Introduction: Lipodystrophy syndromes (LS) represent a clinically and genetically diverse group of disorders characterised by a partial or generalised deficiency of adipose tissue. LS are characterised by a partial or generalised deficiency of adipose tissue, and variations in fat distribution throughout the body. Metabolic complications serve as significant determinants of morbidity and mortality in these syndromes. Case Presentation: The patient was assessed for general lipodystrophy and myopathy findings, and a CAVIN1 mutation was identified by next-generation sequencing. Our patient exhibited low leptin and vitamin D levels, categorised as metabolic disorders, alongside increased insulin resistance. Additionally, low IGF-1 levels and delayed puberty were noted as hormonal disorders.
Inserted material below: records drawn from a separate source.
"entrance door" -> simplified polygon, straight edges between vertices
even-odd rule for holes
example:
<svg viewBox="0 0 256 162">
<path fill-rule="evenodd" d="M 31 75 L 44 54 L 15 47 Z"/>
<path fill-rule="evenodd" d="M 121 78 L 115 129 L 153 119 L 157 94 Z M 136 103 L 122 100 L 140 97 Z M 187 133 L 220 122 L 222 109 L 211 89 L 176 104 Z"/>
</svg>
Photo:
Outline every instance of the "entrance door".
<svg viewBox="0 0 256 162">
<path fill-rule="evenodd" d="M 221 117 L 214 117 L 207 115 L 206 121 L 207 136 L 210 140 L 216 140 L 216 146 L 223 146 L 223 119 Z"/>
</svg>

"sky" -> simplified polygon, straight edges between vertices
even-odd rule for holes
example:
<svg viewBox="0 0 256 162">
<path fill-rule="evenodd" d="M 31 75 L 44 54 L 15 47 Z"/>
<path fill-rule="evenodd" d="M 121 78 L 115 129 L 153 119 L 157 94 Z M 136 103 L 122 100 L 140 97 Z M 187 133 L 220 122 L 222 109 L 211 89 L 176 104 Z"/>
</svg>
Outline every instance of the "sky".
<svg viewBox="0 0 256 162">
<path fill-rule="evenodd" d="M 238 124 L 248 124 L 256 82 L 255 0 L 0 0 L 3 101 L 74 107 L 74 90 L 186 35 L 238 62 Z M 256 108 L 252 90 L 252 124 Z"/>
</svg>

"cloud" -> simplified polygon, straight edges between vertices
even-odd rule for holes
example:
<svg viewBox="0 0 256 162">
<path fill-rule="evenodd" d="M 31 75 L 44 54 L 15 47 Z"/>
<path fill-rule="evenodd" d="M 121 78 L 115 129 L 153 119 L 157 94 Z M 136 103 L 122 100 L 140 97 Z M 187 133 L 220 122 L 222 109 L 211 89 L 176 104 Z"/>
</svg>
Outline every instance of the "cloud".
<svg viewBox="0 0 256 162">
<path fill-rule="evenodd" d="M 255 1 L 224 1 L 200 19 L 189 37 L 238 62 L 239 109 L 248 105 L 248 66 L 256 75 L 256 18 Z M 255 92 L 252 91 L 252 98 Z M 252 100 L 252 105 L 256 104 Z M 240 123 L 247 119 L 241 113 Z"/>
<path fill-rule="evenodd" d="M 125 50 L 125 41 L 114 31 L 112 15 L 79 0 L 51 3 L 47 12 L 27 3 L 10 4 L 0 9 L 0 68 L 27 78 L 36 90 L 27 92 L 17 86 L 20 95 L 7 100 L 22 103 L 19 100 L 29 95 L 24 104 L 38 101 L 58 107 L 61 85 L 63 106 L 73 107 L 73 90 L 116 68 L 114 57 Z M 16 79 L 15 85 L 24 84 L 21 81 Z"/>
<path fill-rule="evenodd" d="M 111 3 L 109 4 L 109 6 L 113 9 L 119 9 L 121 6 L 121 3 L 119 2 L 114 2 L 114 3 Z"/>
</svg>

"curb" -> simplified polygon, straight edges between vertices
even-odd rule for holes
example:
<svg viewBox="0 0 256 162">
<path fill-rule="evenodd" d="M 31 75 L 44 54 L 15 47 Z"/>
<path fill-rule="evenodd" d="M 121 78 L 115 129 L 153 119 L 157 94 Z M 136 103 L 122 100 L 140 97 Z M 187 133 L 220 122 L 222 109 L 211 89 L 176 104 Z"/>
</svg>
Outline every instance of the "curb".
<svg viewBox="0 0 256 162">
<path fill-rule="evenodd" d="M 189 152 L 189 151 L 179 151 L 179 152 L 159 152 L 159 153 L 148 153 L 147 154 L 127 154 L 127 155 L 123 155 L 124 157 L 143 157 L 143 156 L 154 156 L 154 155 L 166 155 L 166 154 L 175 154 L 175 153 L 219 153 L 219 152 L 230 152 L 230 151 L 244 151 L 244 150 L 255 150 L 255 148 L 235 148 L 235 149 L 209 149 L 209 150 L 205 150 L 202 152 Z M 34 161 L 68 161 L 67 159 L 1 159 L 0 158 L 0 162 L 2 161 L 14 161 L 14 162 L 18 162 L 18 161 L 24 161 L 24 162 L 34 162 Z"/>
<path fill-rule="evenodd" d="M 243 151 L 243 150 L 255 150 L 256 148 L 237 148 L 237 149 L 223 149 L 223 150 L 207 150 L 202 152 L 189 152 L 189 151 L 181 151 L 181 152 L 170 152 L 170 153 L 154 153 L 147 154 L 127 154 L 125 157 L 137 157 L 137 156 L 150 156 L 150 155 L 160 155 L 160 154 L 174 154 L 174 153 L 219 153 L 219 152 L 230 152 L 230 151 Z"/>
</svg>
Osteoporosis, scoliosis, ventricular extrasystoles, and ventricular tachycardia were observed as morbid conditions during the follow-up. We detected hypoplasia of the anterior cerebral artery and internal carotid artery, which are seen as ultra-rare. A coexistent structural cerebral vascular anomaly has not been previously reported in congenital generalized lipodystrophy type 4. Conclusion: Congenital generalized lipodystrophy type 4 should be prioritised when associated with elevated liver enzyme levels and creatine phosphokinase (CPK) values. Determining the underlying genetic cause enables an expeditious monitoring and treatment process.